だとすると、私の幼少時の「豊かな武蔵野台地」のイメージはどこから来たのだろうと不思議です。
「東京湧水 せせらぎ散歩」の最後の方にも、「湧き水を制することは」にこんなことが書かれていました。
われわれは石油がなくても生きていけるが、水がなければ生きていけない。この当たり前の事実からわかるように、人類は太古の昔より湧水や河川、湖沼などの水辺に住みついてきた。世界四大文明も大河のもとに発祥している。水を取り入れる技術、灌漑技術のない時代には、人々は水の得やすいところに居住するしかなかったのである。わが国でも、湧水や川のそばに古代住居群があるのはそうした理由によるし、武蔵野台地が長く未墾の地であったのは、玉川上水が開削されるまで水が得られなかったからに他ならない。
玉川上水が台地の尾根伝いに作られそこからさらにいくつかの用水路が武蔵野台地を潤してからも、私が幼児だったわずか半世紀ほど前まではハケの下の水が豊かな地域との生活の差が歴然としてあったのですね。
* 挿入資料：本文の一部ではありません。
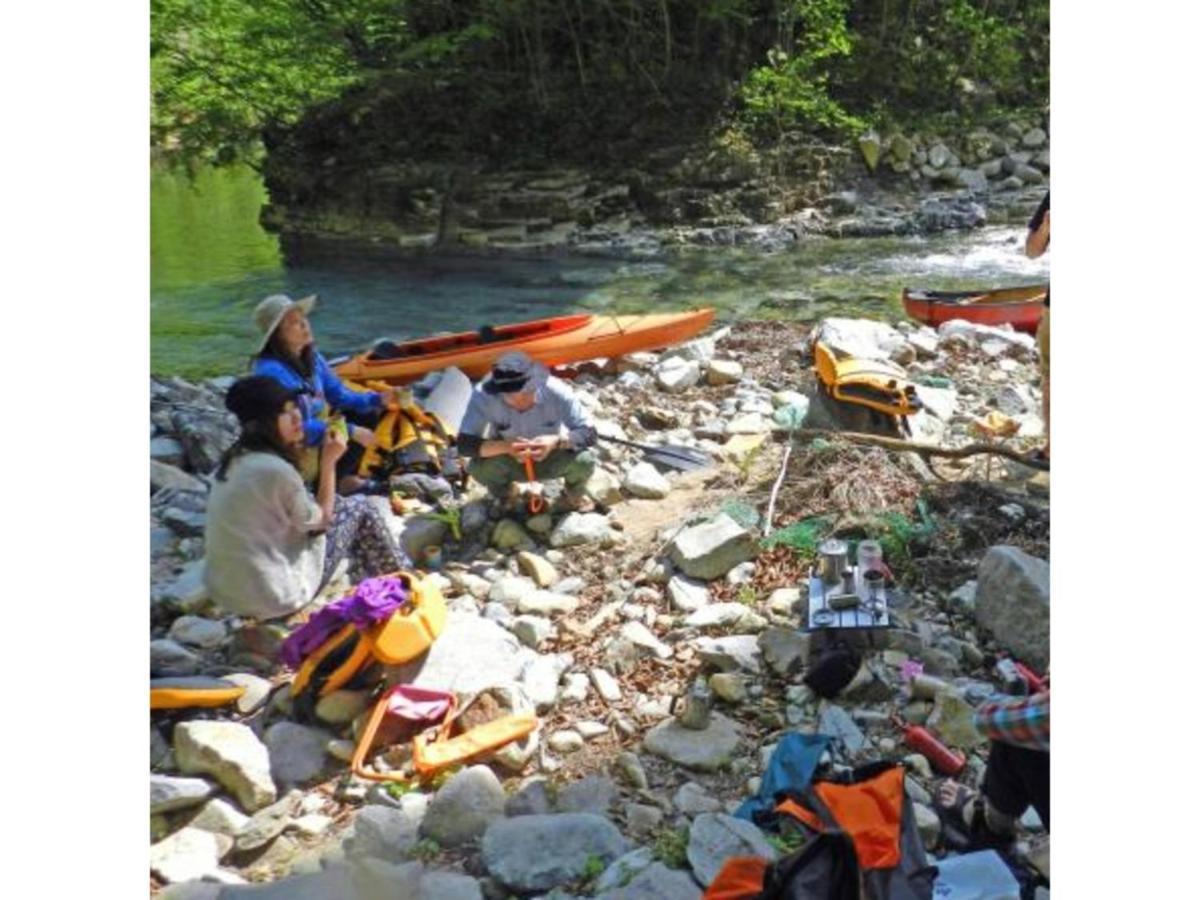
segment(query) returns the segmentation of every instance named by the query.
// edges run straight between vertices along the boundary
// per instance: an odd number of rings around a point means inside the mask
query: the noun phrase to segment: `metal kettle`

今、何百万人という人がこのハケの上の台地で生活しているわけですが、農業用水だけでなく、その生活のための水を滞りなく供給できるようになったのが、このわずか半世紀なのかと改めて驚きました。
<おまけ>
武蔵野台地というと関東ローム層という言葉が思い浮かぶのですが、小学校高学年か中学生ぐらいで習ったその言葉を改めて確認して、また驚きました。
関東ロームの研究は、関東ローム団研グループ(関東ローム研究グループとも)が、1953年以来研究を行い、初めて地質学的な解明を行い日本の第四紀研究の先駆けとなった。その研究結果は1965年の『関東ローム』にまとめられている。
私がこの言葉を習ったのは、本格的な研究が行われてからそれほど年月がたっていたわけではなかったのですね。
もっと古くから研究が積み重ねられていた用語のイメージがありました。